Sülüker, and the bread chef Mehmet Cam, hail from Turkey’s Gaziantep, which is among the eight global cities that Unesco lauds for “creative gastronomy”. Ahmed Farid, co-founder and promoter of Prime Foods and Confectionary, also flies in nuts, coffee and hand-painted boxes from the country so that Mumbai clients can “visit the lanes of Turkey from the comfort of their city”.
Havuc dilmi with vanilla ice-cream at Hurrem’s
The shop itself gets its name from a powerful woman of the Ottoman Empire, one of the wives of Sultan Suleiman I, who was responsible for taking the dessert from the royal court to the general public. Spurred by travels to the region, Farid now hopes to make baklava a household name in India. The Consul General of Turkey in Mumbai, he shares, has been holding some of his coffee meetings at the restaurant.
The interiors of the sweet shop
These are sweet without meats, it turns out. The establishment has elected to go “100 per cent vegetarian” and designed recipes without so much as an egg glaze. That task took eight months of testing to perfect. Even if the store aims to draw more people away from chocolate and towards these Mediterranean treats as a gifting option, it is the chocolate baklava fistikli that remains most sought-after.

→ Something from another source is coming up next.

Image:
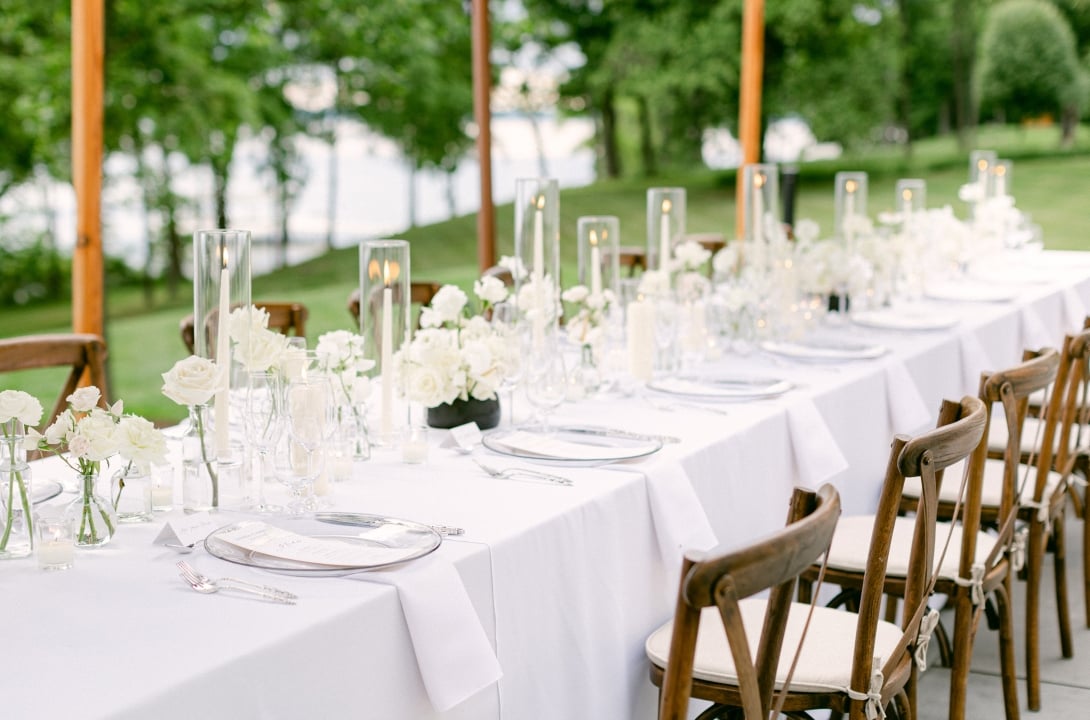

“Clients in Mumbai can visit the lanes of Turkey from the comfort of their city”- Ahmed Farid, co-founder and promoter, Prime Foods
Farid suggests trying another popular menu item, the havuc dilmi. It is constructed with 80 handmade pastry sheets so thin “you can read the newspaper from through it”, and goes best with ice-cream or clotted cream. This one is for people with unconditional love for sugar. An iced tea spiked generously with the Turkish staple of pomegranate helps cut through the saccharine overload. As does the sharp green olive salad. Besides the main attraction, chewy Turkish delight, spiced and candied nuts, and stuffed Medjool dates are on offer too.
The chefs speak limited English so the Indian staff communicate with them using Google Translate. If this arrangement works smoothly, there is a Turkish concept that tells you why. Sülüker says food is considered a “social technology” back home. “It brings people together and keeps them happy.”